Police have already interviewed colleagues from the Hilton and Anantara, the hotel where Mrs Jintana previously worked, and are waiting to see whether CCTV footage can be enhanced enough to give clues as to the identity of the gunman.
However, they seem fairly sure that the professional hit on the much-loved 43-year-old wife and mother of two children was related to her work.
The murder not only shocked the hospitality communities; it also shone light on one of the darker corners of the hotel industry: violence against managers.
Some who have experienced this firsthand have learned to keep their heads down. Others have quit hotels in fear. One reader of The Phuket News, asking not to be named, said, “I am from Phuket and I’ve live here long enough to hear about violence in the hotel industry.”
She cited four previous cases she knew of:
- The head of housekeeping in one hotel found a employee asleep in one of the guest rooms. She issued a warning. Later, she was attacked by an assailant who gave her a severe beating with a piece of wood. The case was never reported to the police.

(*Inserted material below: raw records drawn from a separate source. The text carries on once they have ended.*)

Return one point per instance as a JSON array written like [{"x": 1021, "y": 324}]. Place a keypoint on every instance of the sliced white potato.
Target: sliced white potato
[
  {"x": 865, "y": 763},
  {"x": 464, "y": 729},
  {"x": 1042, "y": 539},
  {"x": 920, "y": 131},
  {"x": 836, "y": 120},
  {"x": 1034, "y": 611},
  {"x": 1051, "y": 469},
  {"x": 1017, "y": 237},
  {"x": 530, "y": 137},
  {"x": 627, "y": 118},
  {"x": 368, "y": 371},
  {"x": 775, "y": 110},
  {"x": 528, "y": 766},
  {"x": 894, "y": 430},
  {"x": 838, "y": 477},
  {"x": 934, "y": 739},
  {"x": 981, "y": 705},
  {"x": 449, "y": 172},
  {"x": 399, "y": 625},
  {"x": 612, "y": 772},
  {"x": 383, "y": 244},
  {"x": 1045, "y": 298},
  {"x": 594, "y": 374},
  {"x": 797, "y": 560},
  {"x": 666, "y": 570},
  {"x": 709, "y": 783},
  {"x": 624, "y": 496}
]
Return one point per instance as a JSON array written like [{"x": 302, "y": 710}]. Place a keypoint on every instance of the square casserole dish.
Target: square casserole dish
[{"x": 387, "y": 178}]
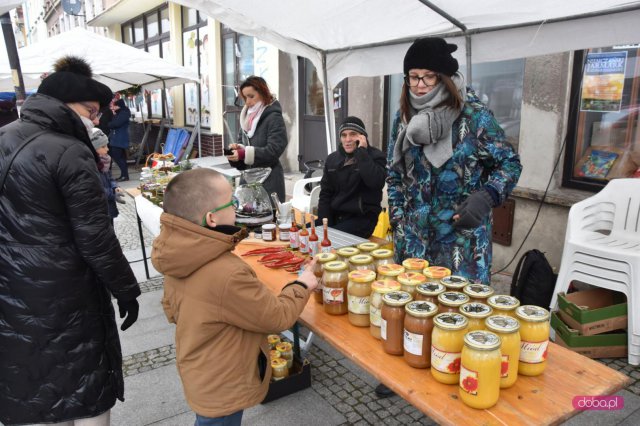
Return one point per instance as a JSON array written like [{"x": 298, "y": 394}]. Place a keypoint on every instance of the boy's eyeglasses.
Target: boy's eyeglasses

- The HR manager of a well-known Krabi hotel was on her way home on the hotel’s boat when she was beaten to death with a piece of wood. All the managers and staff were sworn to silence, with the result that police could not investigate the murder. The case dropped out of sight.
- The housekeeping manager of another hotel issued a warning to an errant subordinate, who was so furious that he arrived at work the next day with a gun. He fired at the manager, but missed, hitting and killing the manager’s assistant. The terrified manager resigned.

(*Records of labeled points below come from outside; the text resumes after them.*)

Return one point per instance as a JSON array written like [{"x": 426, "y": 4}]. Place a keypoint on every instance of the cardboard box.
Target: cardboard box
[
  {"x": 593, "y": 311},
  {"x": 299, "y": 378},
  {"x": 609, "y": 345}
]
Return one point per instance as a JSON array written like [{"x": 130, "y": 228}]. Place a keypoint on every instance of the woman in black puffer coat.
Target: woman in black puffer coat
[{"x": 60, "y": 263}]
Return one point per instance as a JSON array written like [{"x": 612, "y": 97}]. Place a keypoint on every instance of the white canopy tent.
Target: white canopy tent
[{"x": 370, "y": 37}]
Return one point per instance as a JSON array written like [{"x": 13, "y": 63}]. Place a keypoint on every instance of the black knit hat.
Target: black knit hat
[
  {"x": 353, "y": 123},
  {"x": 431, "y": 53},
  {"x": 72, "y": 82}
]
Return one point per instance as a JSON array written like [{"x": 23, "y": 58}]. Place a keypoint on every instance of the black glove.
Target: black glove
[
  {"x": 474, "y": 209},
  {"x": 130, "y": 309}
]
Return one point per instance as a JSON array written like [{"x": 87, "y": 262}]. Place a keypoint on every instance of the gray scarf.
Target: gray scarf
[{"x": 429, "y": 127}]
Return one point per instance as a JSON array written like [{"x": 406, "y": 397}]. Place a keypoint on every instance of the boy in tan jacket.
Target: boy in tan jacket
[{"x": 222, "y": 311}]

- At one of Phuket’s top resorts, a dispute between the head gardener and one of his subordinates ended with the subordinate shooting and killing the head gardener.
Sanit Chuchot, 51, has worked at the Banyan Tree Resort for 19 years. He knew Mrs Jintana, whom he describes as “a nice person”.

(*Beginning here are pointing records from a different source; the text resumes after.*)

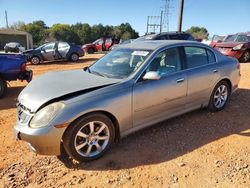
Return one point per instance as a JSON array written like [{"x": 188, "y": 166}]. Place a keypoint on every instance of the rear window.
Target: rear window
[{"x": 197, "y": 56}]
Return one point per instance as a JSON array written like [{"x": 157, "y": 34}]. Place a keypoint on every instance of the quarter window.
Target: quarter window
[
  {"x": 195, "y": 56},
  {"x": 49, "y": 46},
  {"x": 211, "y": 56},
  {"x": 166, "y": 62}
]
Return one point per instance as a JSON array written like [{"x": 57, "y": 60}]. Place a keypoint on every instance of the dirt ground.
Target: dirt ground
[{"x": 198, "y": 149}]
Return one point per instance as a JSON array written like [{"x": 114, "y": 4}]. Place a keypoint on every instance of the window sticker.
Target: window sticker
[{"x": 140, "y": 53}]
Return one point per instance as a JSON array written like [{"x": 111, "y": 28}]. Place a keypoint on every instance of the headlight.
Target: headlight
[
  {"x": 238, "y": 47},
  {"x": 46, "y": 114}
]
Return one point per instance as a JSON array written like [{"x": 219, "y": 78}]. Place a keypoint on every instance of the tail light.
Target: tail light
[
  {"x": 23, "y": 67},
  {"x": 238, "y": 64}
]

He stresses that Human Resources (HR) is not just about discipline. He explained, “We have to comply with the Labour Laws. If employees act incorrectly there are standard ways of handling this.”
“But I have to take care of employees with kindness and understanding, not just by using my authority.
“For example, if employees come to me about family problems, I am very pleased to advise and encourage them.”
The Chairman of the Human Resources Association of Phuket, Nares Srinark, has worked in the field for more than 30 years. The 61-year-old is now an HR consultant with the five-star Trisara resort.
He believes Mrs Jintana’s death was not work-related because, he says, HR is a normal hotel function.
“Our job is taking care of people so that they all work together well, and solving problems that arise between different departments.
“When someone is fired from a hotel, they usually get a job at another hotel. They may even get a better job.
“Some hotels do not have psychological tests [for job candidates], but we have other ways to determine [candidates’] characters.
“Warning and firing employees is not the main function of HR [unless it is for a criminal act]. Kindness and caring is. We have to ensure everyone works together in harmony.”
Dr Napath Petwerachuwong, consultant psychologist at Phuket International Hospital told The Phuket News about the importance of psychological testing.
“Mrs Jintana’s murder and the others you mention might have been carried out by psychologically dangerous people. Or they might not.”
He offered advice to employers to avoid employee problems.
“If an HR officer senses the possibility of violence by an employee they should approach the problem correctly and smoothly.
“First, the HR officer has to understand about the person in question, to find out about their life, their upbringing and their family environment. This knowledge will suggest ways to tackle problems.
“It will also help the HR officer to read the employee’s attitude and understand whether they have temporary or long-term problems.
“Second, if the employee has to be warned, it has to be done many times.
“Third, do not punish or blame the employee in a way that makes it seem that this is a personal matter.
“Fourth, do not do this alone. Hold a meeting [with the department]. If the employee has done something wrong, the warning should be delivered at the meeting as a joint matter.
“Money is important. If an employee is fired, he or she may not have enough money for their children, for their home, to pay off debts and so on. He or she may feel trapped and may unthinkingly do violence.
“Finally, my suggestion is that HR managers should be kind and thoughtful.”